Scaling an enterprise financial design system

TIAA's product groups were each rebuilding the same components a little differently. As the Experience Design Lead, I set the standards, the states, and the governance, then made the system easy enough to adopt that teams stopped forking it.

Company
TIAA
Role
Experience Design Lead
Industry
Financial services
Timeline
2023 – 2024
Every interactive component was specified across its full range of states, so behavior stayed consistent no matter which team built the screen.

Context

TIAA runs a large set of web and mobile products serving customers, advisors, and internal teams across retirement, banking, and investing. Multiple product groups were designing the same patterns in slightly different ways, which slowed delivery and made the experience feel inconsistent from one product to the next. The work set out to give every team a shared, dependable foundation to build on.

The problem

Duplicated components and one-off patterns meant teams rebuilt the same buttons, forms, and interaction models over and over. Quality varied, accessibility was uneven, and no one owned the shared patterns. The hard part was not drawing components. It was building a system flexible enough for very different products while keeping enough governance that it did not fragment the moment teams started using it.
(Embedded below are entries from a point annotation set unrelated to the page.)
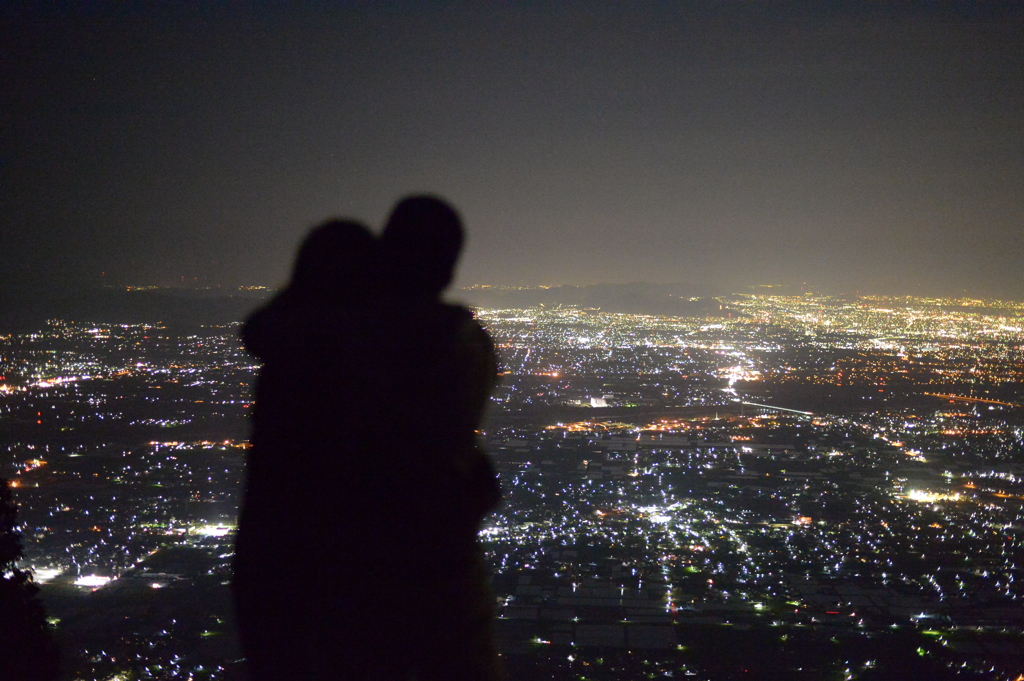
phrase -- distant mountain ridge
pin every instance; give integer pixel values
(636, 298)
(24, 311)
(27, 311)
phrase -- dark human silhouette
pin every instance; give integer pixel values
(27, 648)
(357, 555)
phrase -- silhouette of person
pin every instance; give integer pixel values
(299, 425)
(357, 555)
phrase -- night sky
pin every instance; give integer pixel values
(855, 147)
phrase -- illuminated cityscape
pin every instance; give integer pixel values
(791, 486)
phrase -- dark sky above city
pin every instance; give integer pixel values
(853, 146)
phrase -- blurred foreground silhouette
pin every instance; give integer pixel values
(27, 648)
(357, 555)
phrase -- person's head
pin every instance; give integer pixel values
(421, 245)
(335, 259)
Components were built as themeable primitives, so one foundation could flex to different products without being rebuilt.

What I did

  • Led the design system across web and mobile products as Experience Design Lead
  • Set the component standards, states, and interaction patterns other designers built from
  • Partnered with designers across product teams to bring their components into one governed system
  • Worked with engineering and product leadership on governance, adoption, and roadmap

How I approached it

  • Audited the existing patterns across products to find the real overlaps and the true one-offs
  • Defined a contribution and ownership model so teams could extend the system without forking it
  • Documented usage, states, and accessibility expectations so adoption did not depend on a hallway conversation
  • Built components as reusable, themeable primitives rather than fixed screens
  • Held accessibility and responsive behavior as requirements, not enhancements
Documentation and a clear contribution model made the system something teams could adopt and extend on their own.

Key decisions

  • Gave every shared pattern a clear owner and contribution path, so it had a home and stopped drifting
  • Invested in documentation early, because a system only helps if people can adopt it without you in the room
  • Designed components to flex across very different products without fragmenting ownership
  • Chose long-term maintainability over short-term convenience, even when it slowed a single release

Systems & patterns

  • A component library with defined default, hover, focus, pressed, and disabled states
  • Interaction patterns and selection models teams could reuse across regulated products
  • Accessibility written into the component specs so it carried forward automatically
  • Documentation and a governance structure the internal team could maintain and extend

What shipped

A governed, reusable component and interaction-pattern system, with documentation and a contribution model designed for the internal team to maintain and extend after the initial work.

Reflection

The interesting challenge here was governance, not visuals. A system that is too rigid gets ignored; one that is too loose fragments within a quarter. Most of the work was finding that balance and making adoption easy enough that teams chose the system on its merits. It is a good example of how I think about design at scale: fewer, better decisions that hold up as more people build on them.